Bush-Cheney Deserve Censure for Declaring War Against the Constitution
January 6th, 2009 12:11 pm | by Mike Miller | Published in Big Government, Bruce Fein, Civil Liberties, congress, Constitution, crime, fisa, foreign aid, Foreign Policy, Impeachment, Liberty, Politics, REAL ID, rule of law | 0
I’ve long held that just about every U.S. President and U.S. Congressman deserve to be hanged (or at least some sort of punishment) for violating their oaths of office.
Upon entering office, U.S. Presidents must pledge:
I do solemnly swear (or affirm) that I will faithfully execute the office of President of the United States, and will to the best of my ability, preserve, protect and defend the Constitution of the United States.
Similarly, members of the U.S. Senate and House of Representatives must affirm:
I do solemnly swear (or affirm) that I will support and defend the Constitution of the United States against all enemies, foreign and domestic; that I will bear true faith and allegiance to the same; that I take this obligation freely, without any mental reservation or purpose of evasion; and that I will well and faithfully discharge the duties of the office on which I am about to enter: So help me God.

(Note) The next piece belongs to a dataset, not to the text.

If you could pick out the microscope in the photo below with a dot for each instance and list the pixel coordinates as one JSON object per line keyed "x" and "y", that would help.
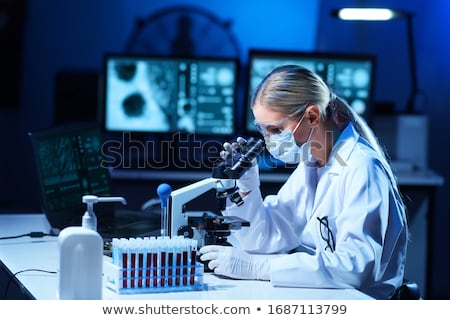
{"x": 206, "y": 227}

If our public servants aren’t held to their oaths, then the oaths are rendered meaningless.
In similar fashion, Bruce Fein has opined in the San Francisco Chronicle, that the actions of President Bush and Vice President Cheney have violated the Constitution in a variety of ways, and indeed deserve censure. Here’s a piece of what Fein had to say:
By wielding the threat of international terrorism, the Bush-Cheney team put the nation on a permanent war footing – the first time in history that war has been undertaken against a tactic. They maintained that the entire post-9/11 world is an active battlefield where United States military force may be used to kill suspected members of al Qaeda irrespective of international boundaries.

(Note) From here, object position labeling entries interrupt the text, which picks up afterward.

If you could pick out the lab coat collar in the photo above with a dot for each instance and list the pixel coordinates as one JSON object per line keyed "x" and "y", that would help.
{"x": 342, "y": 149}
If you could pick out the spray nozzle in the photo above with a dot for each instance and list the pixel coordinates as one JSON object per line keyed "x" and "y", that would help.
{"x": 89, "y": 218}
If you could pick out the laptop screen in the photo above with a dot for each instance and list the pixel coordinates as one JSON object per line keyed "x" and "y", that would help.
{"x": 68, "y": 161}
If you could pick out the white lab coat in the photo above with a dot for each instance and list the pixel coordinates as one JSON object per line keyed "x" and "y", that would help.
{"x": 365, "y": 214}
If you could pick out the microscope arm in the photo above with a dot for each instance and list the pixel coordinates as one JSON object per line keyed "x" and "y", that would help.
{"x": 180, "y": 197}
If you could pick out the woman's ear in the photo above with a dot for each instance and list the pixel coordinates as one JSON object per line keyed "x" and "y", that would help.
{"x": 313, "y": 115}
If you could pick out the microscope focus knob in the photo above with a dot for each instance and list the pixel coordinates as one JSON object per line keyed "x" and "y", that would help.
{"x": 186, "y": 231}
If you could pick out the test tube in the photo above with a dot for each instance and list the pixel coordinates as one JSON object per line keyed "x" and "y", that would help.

They claimed executive privilege and state secrets to conduct secret government – thereby circumventing political and legal accountability. This included directives to former White House officials Karl Rove and Harriet Miers to flout congressional subpoenas for testimony. They detained hundreds of people (including American citizens) as enemy combatants without accusation or trial. They authorized torture (waterboarding and extraordinary rendition), abductions, secret prisons and illegal surveillance of American citizens.

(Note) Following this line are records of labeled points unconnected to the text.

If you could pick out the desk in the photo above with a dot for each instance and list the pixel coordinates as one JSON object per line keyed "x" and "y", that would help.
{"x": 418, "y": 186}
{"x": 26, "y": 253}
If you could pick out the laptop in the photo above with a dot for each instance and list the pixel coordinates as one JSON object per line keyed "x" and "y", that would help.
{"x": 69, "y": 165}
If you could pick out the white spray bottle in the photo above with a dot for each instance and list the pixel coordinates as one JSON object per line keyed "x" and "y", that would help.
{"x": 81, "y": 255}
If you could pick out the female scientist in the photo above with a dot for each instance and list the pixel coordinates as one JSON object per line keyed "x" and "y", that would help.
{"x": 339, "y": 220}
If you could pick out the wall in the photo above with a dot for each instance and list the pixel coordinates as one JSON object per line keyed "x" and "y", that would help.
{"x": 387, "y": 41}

Like its immediate predecessors, the 110th Congress eagerly yielded its authorities – even the power of the purse – to the president. The Iraqi War Resolution, the $700 billion Troubled Asset Relief Act, the Foreign Intelligence Surveillance Act amendments, and the declination to hold Rove in contempt of Congress were emblematic.
If left unrebuked, the Bush-Cheney usurpations of power will become part of the constitutional firmament and risk creating a safe harbor for future presidential abuses. Every member of Congress, moreover, is required to take an oath to “support (the) Constitution” pursuant to Article VI. There is no corresponding oath to support the Republican or Democratic parties or to subordinate the Constitution in the name of political harmony. Censure would be no novelty.